Economists, however, have dismissed Mushayavanhu's claims as misleading and anchored in archaic economic thinking.

"Currencies do not derive strength simply from being backed by gold. That idea belongs to a bygone era of the gold standard," one senior economist told this publication.

"Modern currencies are fiat currencies - their value is determined by market confidence, economic fundamentals, and credible monetary policy, not gold reserves alone."

Globally, currencies today float on the basis of supply and demand, influenced by macroeconomic indicators such as inflation, interest rates, GDP growth, and trade balances. Central banks manage these dynamics through policy tools like interest rate adjustments, money supply control, and open market operations - areas in which the RBZ is seen as struggling.

Beyond reserves, economists argue, public and investor confidence is central to a currency's strength. Zimbabwe's history of hyperinflation in 2008, the abandonment of its own currency in 2009, and recurring bouts of currency devaluation have eroded public trust. Even now, the US dollar remains dominant, accounting for over 80% of all transactions, despite official promotion of the ZiG.

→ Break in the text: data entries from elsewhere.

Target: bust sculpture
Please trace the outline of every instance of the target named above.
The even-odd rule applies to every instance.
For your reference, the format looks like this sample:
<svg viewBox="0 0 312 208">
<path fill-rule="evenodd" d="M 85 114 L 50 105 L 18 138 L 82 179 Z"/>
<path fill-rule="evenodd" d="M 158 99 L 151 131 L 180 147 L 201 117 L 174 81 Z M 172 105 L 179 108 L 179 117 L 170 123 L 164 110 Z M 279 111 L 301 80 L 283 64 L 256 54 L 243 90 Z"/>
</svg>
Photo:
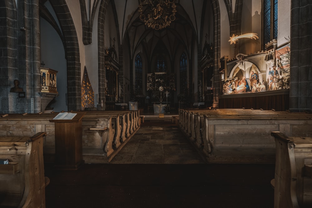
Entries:
<svg viewBox="0 0 312 208">
<path fill-rule="evenodd" d="M 19 81 L 17 80 L 14 80 L 14 87 L 11 88 L 11 90 L 10 91 L 11 92 L 22 92 L 23 89 L 18 86 L 19 85 Z"/>
</svg>

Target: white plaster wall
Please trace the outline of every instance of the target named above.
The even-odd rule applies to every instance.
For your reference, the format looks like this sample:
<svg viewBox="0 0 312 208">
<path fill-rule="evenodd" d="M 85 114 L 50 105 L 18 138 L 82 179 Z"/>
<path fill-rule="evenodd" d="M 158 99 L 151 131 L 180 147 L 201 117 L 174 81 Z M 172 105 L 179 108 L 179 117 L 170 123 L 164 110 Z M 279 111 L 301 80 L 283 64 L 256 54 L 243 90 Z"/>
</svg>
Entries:
<svg viewBox="0 0 312 208">
<path fill-rule="evenodd" d="M 116 24 L 115 19 L 113 13 L 113 8 L 110 3 L 107 6 L 105 14 L 105 20 L 104 23 L 104 45 L 105 48 L 109 48 L 112 47 L 114 44 L 113 39 L 115 38 L 115 49 L 117 53 L 117 57 L 118 57 L 118 47 L 117 41 L 117 33 L 116 31 Z"/>
<path fill-rule="evenodd" d="M 77 38 L 78 39 L 78 43 L 79 45 L 79 54 L 80 54 L 80 64 L 81 68 L 80 71 L 80 82 L 82 81 L 83 75 L 83 70 L 85 65 L 85 46 L 82 42 L 82 27 L 81 22 L 81 14 L 80 11 L 80 5 L 79 1 L 76 0 L 66 0 L 68 9 L 70 12 L 71 17 L 74 22 L 75 28 L 76 29 L 76 32 L 77 34 Z M 84 8 L 86 9 L 86 8 Z"/>
<path fill-rule="evenodd" d="M 94 104 L 98 104 L 97 96 L 99 93 L 98 55 L 98 19 L 99 7 L 96 9 L 92 28 L 92 42 L 85 46 L 85 61 L 87 71 L 89 76 L 92 89 L 94 92 Z M 81 66 L 81 68 L 83 67 Z"/>
<path fill-rule="evenodd" d="M 277 47 L 287 42 L 290 33 L 290 1 L 279 0 L 277 6 Z"/>
<path fill-rule="evenodd" d="M 230 59 L 234 56 L 234 45 L 230 45 L 230 23 L 227 12 L 223 0 L 219 0 L 221 25 L 221 57 L 228 56 Z"/>
<path fill-rule="evenodd" d="M 59 95 L 50 103 L 53 110 L 67 111 L 66 94 L 67 93 L 67 68 L 65 51 L 60 36 L 51 25 L 42 18 L 40 18 L 41 61 L 43 67 L 58 71 L 56 88 Z M 41 66 L 42 67 L 42 66 Z"/>
</svg>

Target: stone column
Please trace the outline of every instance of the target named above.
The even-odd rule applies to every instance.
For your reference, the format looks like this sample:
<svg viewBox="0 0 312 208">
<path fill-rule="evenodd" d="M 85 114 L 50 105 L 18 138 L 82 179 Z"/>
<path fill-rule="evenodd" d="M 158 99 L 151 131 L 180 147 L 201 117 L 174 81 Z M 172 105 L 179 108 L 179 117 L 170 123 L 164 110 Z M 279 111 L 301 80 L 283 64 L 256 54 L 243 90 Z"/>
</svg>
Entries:
<svg viewBox="0 0 312 208">
<path fill-rule="evenodd" d="M 17 8 L 18 76 L 26 98 L 23 106 L 25 112 L 38 113 L 41 110 L 39 1 L 18 0 Z"/>
<path fill-rule="evenodd" d="M 292 0 L 290 110 L 312 110 L 312 2 Z"/>
</svg>

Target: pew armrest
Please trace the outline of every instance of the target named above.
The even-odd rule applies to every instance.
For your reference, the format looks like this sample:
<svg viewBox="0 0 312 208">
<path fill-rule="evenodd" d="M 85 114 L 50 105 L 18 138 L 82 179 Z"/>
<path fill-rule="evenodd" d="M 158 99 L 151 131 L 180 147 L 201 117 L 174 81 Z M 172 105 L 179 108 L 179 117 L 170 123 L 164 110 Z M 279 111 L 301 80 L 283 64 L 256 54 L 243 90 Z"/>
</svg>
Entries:
<svg viewBox="0 0 312 208">
<path fill-rule="evenodd" d="M 312 165 L 305 165 L 304 176 L 309 178 L 312 178 Z"/>
</svg>

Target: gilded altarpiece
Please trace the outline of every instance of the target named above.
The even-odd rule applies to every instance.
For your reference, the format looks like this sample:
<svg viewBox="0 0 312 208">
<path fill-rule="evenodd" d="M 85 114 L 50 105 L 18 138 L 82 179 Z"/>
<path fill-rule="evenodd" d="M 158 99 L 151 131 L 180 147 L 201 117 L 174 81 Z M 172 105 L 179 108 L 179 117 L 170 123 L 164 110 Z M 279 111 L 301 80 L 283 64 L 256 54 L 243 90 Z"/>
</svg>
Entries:
<svg viewBox="0 0 312 208">
<path fill-rule="evenodd" d="M 94 92 L 92 89 L 87 69 L 85 67 L 83 77 L 81 83 L 81 107 L 82 110 L 86 108 L 94 107 Z"/>
<path fill-rule="evenodd" d="M 166 72 L 147 74 L 147 89 L 151 101 L 155 103 L 169 103 L 176 90 L 175 74 Z"/>
</svg>

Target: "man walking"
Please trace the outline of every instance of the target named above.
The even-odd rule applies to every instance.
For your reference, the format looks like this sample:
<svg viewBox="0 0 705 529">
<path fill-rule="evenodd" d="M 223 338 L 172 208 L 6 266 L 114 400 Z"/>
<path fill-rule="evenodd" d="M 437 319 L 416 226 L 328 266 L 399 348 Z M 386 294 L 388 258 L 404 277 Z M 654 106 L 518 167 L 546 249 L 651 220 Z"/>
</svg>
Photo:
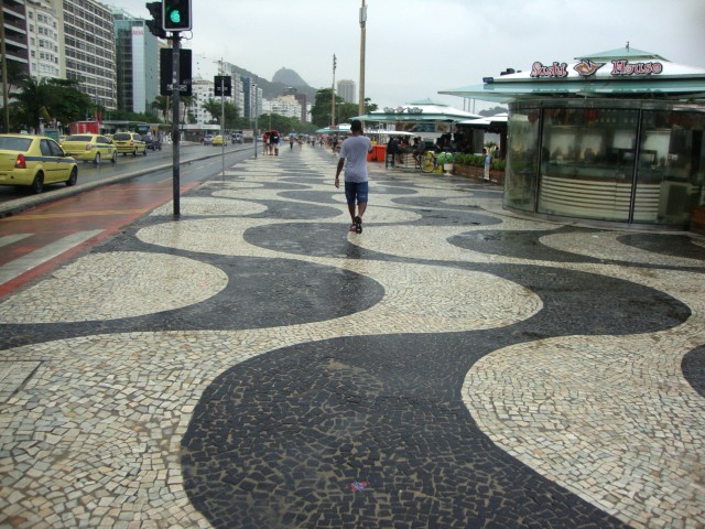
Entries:
<svg viewBox="0 0 705 529">
<path fill-rule="evenodd" d="M 340 172 L 345 165 L 345 197 L 350 212 L 350 231 L 362 233 L 362 215 L 367 209 L 368 177 L 367 153 L 372 150 L 372 142 L 362 136 L 362 123 L 354 119 L 350 123 L 351 136 L 343 142 L 340 159 L 335 172 L 335 186 L 340 187 Z M 357 202 L 357 215 L 355 204 Z"/>
</svg>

"Mushayavanhu's continued reference to gold backing as a measure of strength is not only unconvincing but also shows a fundamental misunderstanding of modern monetary dynamics," said a Harare-based financial analyst.

"You need transparent policy, credible leadership, and institutional reform - not just shiny gold bars in a vault."

The central bank governor's performance has also reignited debate about the qualifications needed for such a critical role. While a degree in economics is not a statutory requirement, many argue that deep knowledge of monetary theory, financial systems, and economic modelling is essential to making sound policy decisions.

"The role of a central bank governor is not ceremonial," said another economist.

"You must interpret data, communicate policy, foresee economic risks, and maintain stability. Mushayavanhu is failing in that regard."

As the ZiG continues to lose ground and inflation rises, the RBZ is under pressure to abandon outdated monetary dogma and adopt realistic, modern frameworks for stabilising the economy.

Observers say that without policy credibility, institutional transparency, and macro-economic discipline, the central bank's gold stockpile - however glittering - will do little to rescue the ZiG or restore Zimbabwe's long-lost monetary sovereignty.